The reference epidemiologist Antoni Trilla picks up the glove on the possibility of opening the covid rooms to these professionals, who were separated during the first wave and currently can only enter 4 of the 15 centers where they used to act before the pandemic. “If the safety conditions are met from the biological point of view so that there is no risk of contagion, it may be an action to consider for certain patients with covid-19 & rdquor;, he says.
Trilla values the usefulness of humor above all to face long recoveries from the coronavirus and also to mitigate the psychic and emotional fatigue of health personnel: “Sometimes we see everything black and, although someone may consider it inappropriate, I believe that humor is worth using as an escape valve to de-stress“.
While here it is still in the planning phase, in Israel (a country also very affected by the pandemic) they do not hesitate to let in the red nose, the shoes and the ukulele in the isolation rooms. “Do you know what the only good thing about the covid is?” Shriqui says, anticipating the question of how they can make humor by going so covered. now people look much more in the eyes. In addition, the clown also communicates with body language and music “.

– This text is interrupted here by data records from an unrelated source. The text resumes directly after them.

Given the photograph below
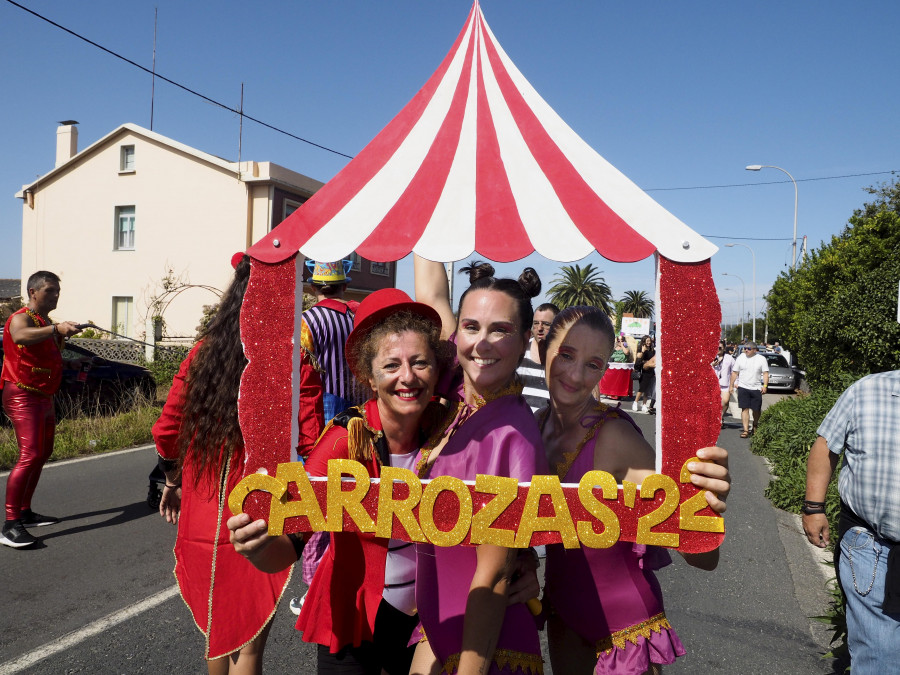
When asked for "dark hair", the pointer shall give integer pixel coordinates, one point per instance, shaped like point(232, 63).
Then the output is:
point(399, 322)
point(40, 279)
point(527, 286)
point(210, 432)
point(592, 317)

For this situation to occur here, Angie Rosales believes that it would have to occur “a change of mind”, both by health personnel and patients: “We have a very biologist approach to medicine and that is from the last century. In 2009 the WHO already warned that we must move towards a model of bio-psycho-social medicine that takes into account all the factors that contribute to a disease “.
During the Humor x Health Day event, the results of a study commissioned by Pallapupas were presented, according to which their interventions with cancer patients reduce the anguish of patients by 40%. Too some myths fell, such as the perception that hospital clowns are volunteers and only for children.
“We are prepared to adapt humor to all situations, even with terminal patients -assures Rosales-. Has a person ever cried when he saw us, but That is the greatness of the clown, which connects us with life and helps us to recognize ourselves and show ourselves as vulnerable beings“.
Carmen Arriaza met these professionals when her daughter was admitted for an accident and the Pallapupas helped her to lose your fear of white coats. Last year, when she underwent breast cancer surgery, she met them again during radiotherapy: “That they make you laugh under those circumstances is a shot of the best medicine “, opines. So good is his experience that he proposes the creation of “an average grade of hospital clowns”. In fact, the Faculty of Medicine of the University of Barcelona has an optional subject on Pallapupas.